Ok, here’s the situation:
My family went away on a week’s vacation.
I packed the pieces of my brand new suit,
Black and white stripes, looking pretty cute.

I’ll just take it for a little splash,
Maybe show it off to Mr. Mustache,
I’ll put it on for the family lake,
I had no idea the perfect mistake I would make!

Pay attention, here’s the thick of the plot,
I pulled up my bottoms, they fit better than I thought,
That’s when I saw in front of me,
The tag hanging out where none should be.

You should see my bodily dimensions,
I yelled to Bradley to get his attention,
He said, “Was that for me?”
I said, “Yeah!”
He said, “Why?”
I said, “Come on and take a look at my behind!”

I said “These bottoms cover better when they’re turned around,”
The right way makes my tummy slip toward the ground,
The front is tiny while my belly is not, 
The back covers better, who would have thought?”

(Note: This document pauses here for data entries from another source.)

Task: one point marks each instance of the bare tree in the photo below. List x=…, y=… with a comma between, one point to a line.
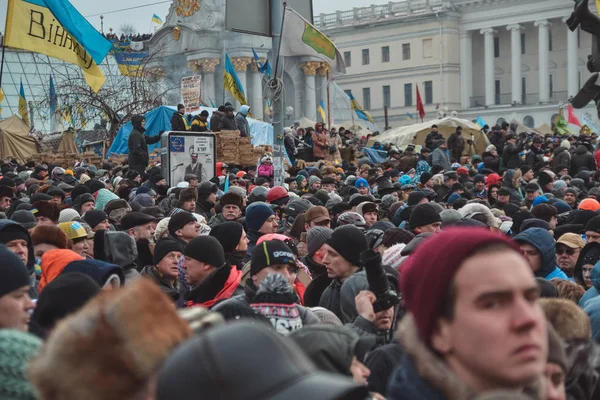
x=120, y=98
x=128, y=29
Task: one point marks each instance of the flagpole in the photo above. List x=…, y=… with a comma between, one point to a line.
x=280, y=33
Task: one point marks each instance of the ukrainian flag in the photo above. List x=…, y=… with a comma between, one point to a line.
x=23, y=105
x=232, y=82
x=321, y=110
x=361, y=113
x=156, y=19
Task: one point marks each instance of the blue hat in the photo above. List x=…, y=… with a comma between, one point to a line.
x=361, y=182
x=539, y=200
x=257, y=214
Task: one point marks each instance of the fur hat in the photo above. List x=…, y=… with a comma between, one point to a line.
x=125, y=334
x=567, y=319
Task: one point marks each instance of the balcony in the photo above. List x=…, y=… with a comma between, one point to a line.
x=529, y=99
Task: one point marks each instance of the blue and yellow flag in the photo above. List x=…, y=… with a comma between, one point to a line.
x=23, y=112
x=232, y=82
x=361, y=113
x=156, y=19
x=33, y=25
x=321, y=110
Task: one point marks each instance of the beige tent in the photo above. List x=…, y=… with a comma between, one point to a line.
x=417, y=133
x=15, y=140
x=67, y=143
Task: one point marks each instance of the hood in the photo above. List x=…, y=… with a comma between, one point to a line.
x=244, y=110
x=543, y=241
x=581, y=149
x=120, y=249
x=9, y=225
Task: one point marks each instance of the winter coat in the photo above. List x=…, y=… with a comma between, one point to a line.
x=7, y=225
x=456, y=145
x=511, y=156
x=179, y=122
x=320, y=147
x=227, y=123
x=544, y=243
x=561, y=157
x=440, y=157
x=241, y=122
x=582, y=158
x=138, y=158
x=245, y=299
x=334, y=141
x=221, y=284
x=171, y=289
x=422, y=375
x=215, y=119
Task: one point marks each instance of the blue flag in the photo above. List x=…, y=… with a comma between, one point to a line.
x=78, y=27
x=53, y=98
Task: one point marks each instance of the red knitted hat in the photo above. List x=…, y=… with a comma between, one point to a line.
x=428, y=272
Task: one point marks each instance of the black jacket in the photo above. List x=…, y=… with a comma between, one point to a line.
x=138, y=146
x=177, y=122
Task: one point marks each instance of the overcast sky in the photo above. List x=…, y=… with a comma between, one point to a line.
x=141, y=17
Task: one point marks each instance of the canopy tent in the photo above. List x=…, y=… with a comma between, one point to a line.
x=417, y=133
x=67, y=143
x=159, y=120
x=15, y=140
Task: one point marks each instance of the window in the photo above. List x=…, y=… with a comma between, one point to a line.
x=407, y=94
x=347, y=58
x=367, y=98
x=406, y=51
x=427, y=48
x=496, y=47
x=387, y=96
x=428, y=92
x=497, y=92
x=385, y=54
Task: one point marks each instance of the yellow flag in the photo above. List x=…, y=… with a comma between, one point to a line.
x=33, y=27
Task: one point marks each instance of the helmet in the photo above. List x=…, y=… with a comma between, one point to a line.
x=351, y=218
x=276, y=193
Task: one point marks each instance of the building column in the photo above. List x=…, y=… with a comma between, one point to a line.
x=572, y=66
x=241, y=66
x=466, y=69
x=515, y=62
x=544, y=59
x=310, y=96
x=488, y=39
x=256, y=102
x=322, y=95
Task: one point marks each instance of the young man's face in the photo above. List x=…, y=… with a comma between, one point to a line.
x=495, y=301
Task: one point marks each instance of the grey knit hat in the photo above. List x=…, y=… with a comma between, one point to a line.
x=316, y=238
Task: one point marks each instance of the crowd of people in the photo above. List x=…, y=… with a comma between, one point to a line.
x=432, y=275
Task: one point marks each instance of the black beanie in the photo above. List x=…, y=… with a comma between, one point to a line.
x=425, y=177
x=424, y=214
x=206, y=249
x=228, y=234
x=13, y=273
x=349, y=242
x=270, y=252
x=164, y=246
x=63, y=296
x=180, y=220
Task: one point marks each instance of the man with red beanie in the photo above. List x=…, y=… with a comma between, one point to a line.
x=473, y=322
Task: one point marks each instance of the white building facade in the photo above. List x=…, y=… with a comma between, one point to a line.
x=511, y=59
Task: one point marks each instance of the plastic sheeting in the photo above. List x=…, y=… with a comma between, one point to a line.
x=15, y=140
x=159, y=120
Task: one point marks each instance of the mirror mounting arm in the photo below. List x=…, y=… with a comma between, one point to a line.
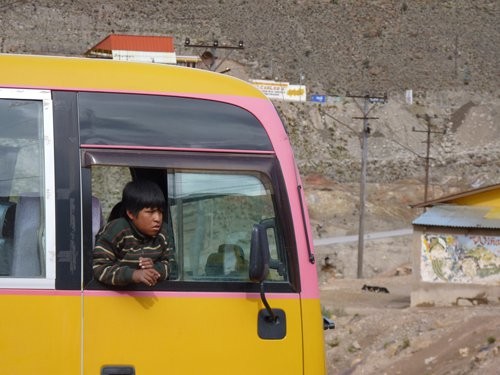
x=271, y=315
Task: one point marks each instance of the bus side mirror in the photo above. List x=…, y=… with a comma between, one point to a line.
x=259, y=254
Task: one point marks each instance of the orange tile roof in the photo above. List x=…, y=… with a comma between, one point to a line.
x=135, y=43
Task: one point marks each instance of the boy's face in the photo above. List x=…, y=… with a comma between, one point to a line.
x=147, y=221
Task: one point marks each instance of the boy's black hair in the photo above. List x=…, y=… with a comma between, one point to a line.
x=142, y=194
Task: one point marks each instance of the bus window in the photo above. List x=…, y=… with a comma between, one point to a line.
x=210, y=216
x=23, y=186
x=213, y=214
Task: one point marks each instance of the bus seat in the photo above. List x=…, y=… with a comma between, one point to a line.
x=97, y=218
x=26, y=256
x=228, y=260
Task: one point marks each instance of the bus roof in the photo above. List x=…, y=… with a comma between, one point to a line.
x=85, y=74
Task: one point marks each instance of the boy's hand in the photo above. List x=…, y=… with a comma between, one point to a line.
x=145, y=263
x=148, y=276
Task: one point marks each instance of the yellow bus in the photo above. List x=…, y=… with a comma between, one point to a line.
x=73, y=132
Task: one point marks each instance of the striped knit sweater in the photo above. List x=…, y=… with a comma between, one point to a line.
x=118, y=247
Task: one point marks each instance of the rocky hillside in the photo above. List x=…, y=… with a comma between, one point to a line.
x=446, y=51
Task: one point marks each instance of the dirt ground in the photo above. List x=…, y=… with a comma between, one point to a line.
x=379, y=333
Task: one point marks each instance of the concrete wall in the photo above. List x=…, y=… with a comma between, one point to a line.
x=449, y=272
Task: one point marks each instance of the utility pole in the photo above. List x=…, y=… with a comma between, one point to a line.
x=427, y=154
x=213, y=49
x=368, y=99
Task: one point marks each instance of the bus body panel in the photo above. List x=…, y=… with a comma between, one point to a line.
x=180, y=333
x=40, y=333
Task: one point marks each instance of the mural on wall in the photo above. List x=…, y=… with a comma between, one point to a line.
x=460, y=258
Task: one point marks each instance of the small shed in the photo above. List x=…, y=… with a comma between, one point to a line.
x=456, y=252
x=141, y=48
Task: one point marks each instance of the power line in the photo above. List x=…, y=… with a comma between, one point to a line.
x=427, y=119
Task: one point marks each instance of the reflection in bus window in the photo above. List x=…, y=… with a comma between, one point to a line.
x=213, y=214
x=22, y=252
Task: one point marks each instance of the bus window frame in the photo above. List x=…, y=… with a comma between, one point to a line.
x=266, y=164
x=48, y=203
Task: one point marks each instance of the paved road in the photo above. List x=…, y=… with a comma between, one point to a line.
x=368, y=236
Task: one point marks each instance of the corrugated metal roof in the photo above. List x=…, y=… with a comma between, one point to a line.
x=145, y=43
x=456, y=196
x=458, y=217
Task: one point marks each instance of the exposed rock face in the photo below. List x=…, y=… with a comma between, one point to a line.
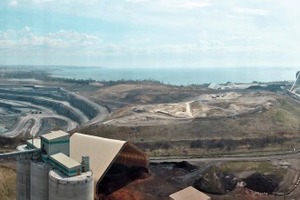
x=216, y=183
x=262, y=183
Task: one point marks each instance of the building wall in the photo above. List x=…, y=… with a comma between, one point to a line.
x=57, y=146
x=23, y=179
x=74, y=188
x=39, y=189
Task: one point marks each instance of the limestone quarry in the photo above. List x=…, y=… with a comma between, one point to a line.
x=31, y=110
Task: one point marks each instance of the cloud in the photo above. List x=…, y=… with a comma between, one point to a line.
x=13, y=2
x=250, y=11
x=61, y=40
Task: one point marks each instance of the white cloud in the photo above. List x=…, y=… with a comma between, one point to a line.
x=250, y=11
x=60, y=40
x=13, y=2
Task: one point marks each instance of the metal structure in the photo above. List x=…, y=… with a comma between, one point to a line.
x=46, y=172
x=39, y=180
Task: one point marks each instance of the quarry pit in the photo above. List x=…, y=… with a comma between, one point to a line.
x=32, y=110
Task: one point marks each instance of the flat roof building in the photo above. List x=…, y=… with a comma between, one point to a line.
x=189, y=193
x=65, y=164
x=104, y=152
x=55, y=142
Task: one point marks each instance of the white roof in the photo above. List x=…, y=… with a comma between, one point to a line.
x=36, y=142
x=102, y=151
x=54, y=135
x=189, y=193
x=64, y=160
x=214, y=86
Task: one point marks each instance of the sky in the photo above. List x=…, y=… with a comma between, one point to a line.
x=150, y=33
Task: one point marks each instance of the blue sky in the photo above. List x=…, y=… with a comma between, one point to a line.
x=150, y=33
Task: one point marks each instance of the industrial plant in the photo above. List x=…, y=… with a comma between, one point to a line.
x=59, y=167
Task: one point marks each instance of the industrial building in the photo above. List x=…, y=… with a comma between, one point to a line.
x=59, y=167
x=189, y=193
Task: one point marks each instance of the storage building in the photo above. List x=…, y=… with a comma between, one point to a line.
x=189, y=193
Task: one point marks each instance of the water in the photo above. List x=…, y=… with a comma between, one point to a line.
x=179, y=76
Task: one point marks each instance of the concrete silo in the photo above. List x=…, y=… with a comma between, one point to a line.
x=39, y=180
x=23, y=175
x=63, y=187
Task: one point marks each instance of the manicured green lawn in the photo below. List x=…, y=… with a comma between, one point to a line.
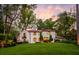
x=41, y=49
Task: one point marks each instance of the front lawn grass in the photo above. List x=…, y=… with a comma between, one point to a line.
x=41, y=49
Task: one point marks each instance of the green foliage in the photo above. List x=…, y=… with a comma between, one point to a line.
x=64, y=24
x=47, y=24
x=1, y=26
x=41, y=37
x=50, y=38
x=2, y=36
x=27, y=16
x=41, y=49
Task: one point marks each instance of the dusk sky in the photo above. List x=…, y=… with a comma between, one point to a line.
x=45, y=11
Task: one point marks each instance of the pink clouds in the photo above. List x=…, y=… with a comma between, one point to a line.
x=48, y=12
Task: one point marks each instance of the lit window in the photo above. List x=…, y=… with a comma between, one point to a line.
x=34, y=39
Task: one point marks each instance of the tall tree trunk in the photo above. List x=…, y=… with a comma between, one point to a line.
x=77, y=18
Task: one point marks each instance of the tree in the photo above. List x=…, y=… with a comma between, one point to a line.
x=77, y=18
x=27, y=15
x=47, y=24
x=64, y=23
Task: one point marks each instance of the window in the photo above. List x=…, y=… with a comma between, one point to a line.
x=34, y=33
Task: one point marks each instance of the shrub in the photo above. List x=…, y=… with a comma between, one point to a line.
x=2, y=36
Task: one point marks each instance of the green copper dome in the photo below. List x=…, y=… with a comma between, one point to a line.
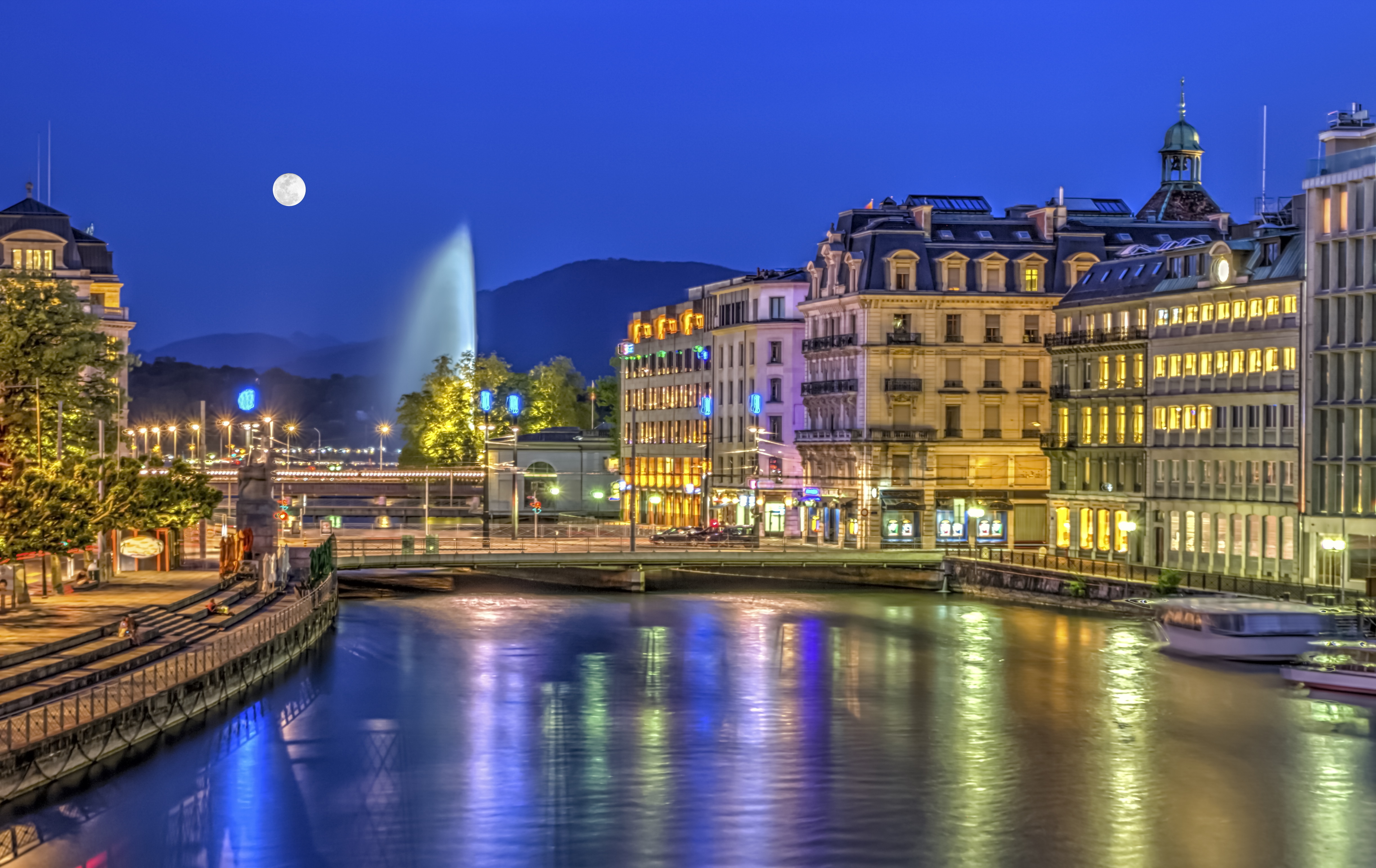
x=1181, y=137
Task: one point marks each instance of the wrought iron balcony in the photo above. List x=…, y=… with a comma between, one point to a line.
x=830, y=342
x=830, y=387
x=1059, y=441
x=903, y=384
x=1103, y=336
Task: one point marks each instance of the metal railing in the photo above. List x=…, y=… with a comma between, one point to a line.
x=830, y=387
x=830, y=342
x=903, y=384
x=1106, y=569
x=68, y=713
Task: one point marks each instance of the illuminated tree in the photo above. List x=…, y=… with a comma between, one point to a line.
x=554, y=395
x=47, y=340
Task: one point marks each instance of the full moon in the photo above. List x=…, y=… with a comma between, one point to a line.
x=290, y=189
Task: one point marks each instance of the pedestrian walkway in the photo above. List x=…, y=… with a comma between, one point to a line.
x=57, y=617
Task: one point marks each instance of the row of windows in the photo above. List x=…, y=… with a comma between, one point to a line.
x=1232, y=534
x=1251, y=309
x=1112, y=423
x=1207, y=416
x=1225, y=472
x=1259, y=360
x=31, y=261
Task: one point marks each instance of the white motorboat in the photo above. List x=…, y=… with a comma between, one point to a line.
x=1240, y=629
x=1335, y=665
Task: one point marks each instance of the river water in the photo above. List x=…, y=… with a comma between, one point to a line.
x=508, y=725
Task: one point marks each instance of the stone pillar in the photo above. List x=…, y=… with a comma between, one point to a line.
x=256, y=507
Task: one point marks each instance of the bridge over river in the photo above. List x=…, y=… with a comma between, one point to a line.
x=592, y=562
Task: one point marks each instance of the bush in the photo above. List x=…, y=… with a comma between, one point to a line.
x=1167, y=582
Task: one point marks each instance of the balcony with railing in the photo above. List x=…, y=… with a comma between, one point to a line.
x=903, y=384
x=1103, y=336
x=830, y=387
x=1344, y=162
x=827, y=342
x=840, y=435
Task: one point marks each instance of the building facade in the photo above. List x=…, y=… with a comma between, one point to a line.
x=1341, y=369
x=756, y=340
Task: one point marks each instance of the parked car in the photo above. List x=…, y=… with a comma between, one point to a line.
x=682, y=536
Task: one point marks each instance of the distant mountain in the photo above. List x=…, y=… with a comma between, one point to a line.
x=578, y=310
x=581, y=310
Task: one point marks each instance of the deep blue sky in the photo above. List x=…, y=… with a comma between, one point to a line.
x=723, y=133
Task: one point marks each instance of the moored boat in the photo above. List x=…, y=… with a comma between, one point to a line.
x=1240, y=629
x=1335, y=665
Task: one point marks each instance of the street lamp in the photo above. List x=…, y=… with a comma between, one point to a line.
x=383, y=430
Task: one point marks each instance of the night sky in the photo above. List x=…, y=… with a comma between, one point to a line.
x=727, y=133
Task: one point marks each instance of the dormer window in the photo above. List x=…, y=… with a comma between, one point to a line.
x=31, y=261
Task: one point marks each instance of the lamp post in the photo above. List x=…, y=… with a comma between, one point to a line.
x=485, y=403
x=1339, y=548
x=975, y=512
x=514, y=406
x=383, y=430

We agreed and we were on our way
He was looking very good and so was I, I must say – word
We hit the lake, waded into the water
with our handsome son and beautiful daughter.

[chorus]
You know swimsuits are the same, no matter time nor place
They don’t understand that us gals are going to make some mistakes
So to you, all the women all across the land There’s no need to argue
Swimsuits just don’t understand.


(Long story short? My swimsuit bottoms fit better when they’re backwards. When I turn the bottoms around backwards, they look a lot like those new swimsuits with the narrow back that shows a lot of booty, but frankly I’d rather have my expected large ass hanging out than my unexpected belly skin drooping out of the bottom of my swimsuit. I think I need to invent a line of bathing suits for people who have massive weightloss issues. I have dangly skin that likes to pop out unattractively at my armpits, making lovely armpit flab, my lower belly has ‘corners’ that sneak out of the legs of my bathing suits (like, the sides of my hips that used to be and plump and now hang like a deflated balloon) and my upper belly (above my belly button) that just likes to swing around obnoxiously and needs to be held down!)